Miami has advanced to the Elite 8 for the 2nd straight year, knocking off the No. 1 seed in its region along the way.

Both the Hurricanes’ men’s and women’s teams are still alive in the NCAA Tournament and are just 2 wins each away from playing for a national championship.

With its once-storied football program now a full 2 decades removed from its most recent national championship, with no top 8 finishes in the final Associated Press poll since 2003, the question must be asked.

Has the U officially made the transition from a football school to a basketball school? 

It’s a topic that’s been debated vigorously on social media since Miami’s impressive takedowns of Indiana and Houston in the NCAA’s Midwest Region.

So it’s only fair that men’s coach Jim Larrañaga, one of those most responsible for turning March Madness into Hurricane season, be allowed to chime in with his thoughts on the subject.

What say you, Coach L?

“Here’s what I would tell you,” he said when asked following his team’s 89-75 upset of the top-seeded Cougars in Kansas City on Friday. “I’ve heard people describe schools as football schools, basketball schools, whatever. I don’t look at it that way. 

“Our football team has won 5 national championships. Our baseball team has won 4. I think we’ve got a great athletic department and great leadership in the administration. They do a great job of providing us the resources to be competitive. And I’m so proud of (women’s coach) Katie Meier and her staff because they did an amazing job. So hats off to both men’s and women’s basketball programs.”

It’s understandable that Larrañaga would want to take the diplomatic approach to the subject, so as to not ruffle the feathers of anyone in his fan base or popular football coach Mario Cristobal.

But the body of evidence is convincing.

That’s the entire body of evidence, not just the back-to-back Elite 8 runs that have finally given his program the attention it deserves.

While the Hurricanes have cycled through 6 football coaches without much to show for it since joining the ACC in 2004, Larrañaga has quietly compiled more victories and NCAA Tournament appearances than any other basketball coach in school history.

He’s also stayed ahead of the curve when it comes to using new concepts such as name, image and likeness, and the transfer portal to their full advantage.

Two of this year’s top contributors, homegrown star Isaiah Wong – the ACC’s Player of the Year — and Kansas State transfer Nijel Pack have both benefited from lucrative NIL deals.

Proving that success breeds success, long-time women’s coach Katie Meier has adopted a similar approach in building her team.

Two of her top players, twins Haley and Hanna Cavinder, are transfers from Fresno State who are as well known for their work as social media influencers with more than 4 million TikTok followers and a combined $1.7 million in NIL earnings as they are for their play on the court.

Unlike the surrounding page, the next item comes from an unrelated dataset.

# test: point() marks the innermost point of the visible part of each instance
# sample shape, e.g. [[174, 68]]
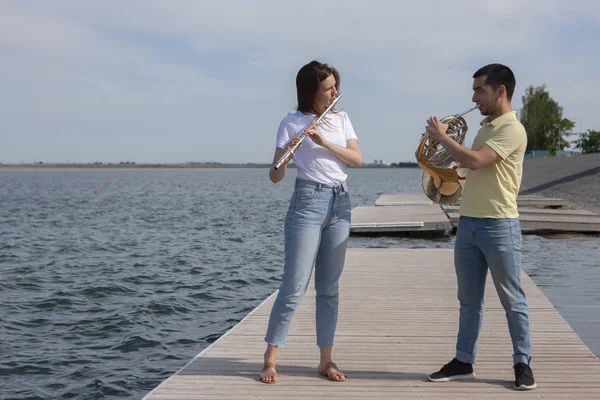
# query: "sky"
[[156, 81]]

“The two programs have a lot in common.” Meier said after Friday’s Sweet 16 win against Villanova. “We’re very competitive, like a big brother/little sister or big sister/little brother, depending on who won that week. 

“We get that way with each other and I love it. Any opportunity you have to have somebody push you … they’re right there competing with each other in a very loving way. I think it’s elevated both of our programs.”

The 2 Miami teams are each other’s biggest fans.

Even though the men were scheduled to play No. 1 Houston later in the day Friday in Kansas City, they locked in on watching their female counterparts in their Sweet 16 game in Greenville, SC.

“We were cheering them on,” Pack said. “It was really fun watching their game, seeing them beat Villanova when they were expected to lose. Making the Elite 8 for the first time in their program history is something that people didn’t think about at the beginning of the year.”

It’s not even something anyone expected as recently as 2 weeks ago.

The women finished tied for 6th in the ACC and were seeded 9th heading into the Tournament. They survived an opening-round matchup against Oklahoma State by a single point before busting a bracket of their own with an upset of top-seeded Indiana.

Larrañaga’s men have been much less of a surprise. As the ACC regular season co-champions whose 28 wins are 1 shy of the single-season school record, they were undervalued by the NCAA selection committee as the No. 5 seed in the Midwest Region.

But at this point in the journey, seedings are meaningless.

All that matters is winning and advancing.

The men will get their chance against Texas on Sunday while the women play LSU with a trip to the Final 4 on the line for both.

With UConn’s loss to Ohio State in the women’s Sweet 16 on Saturday, Miami is the only school left with both of its teams still in contention for the national championship.

It’s just 1 more indication that while football might still be king in South Florida, at least in this NCAA Tournament, Miami has officially become a basketball school.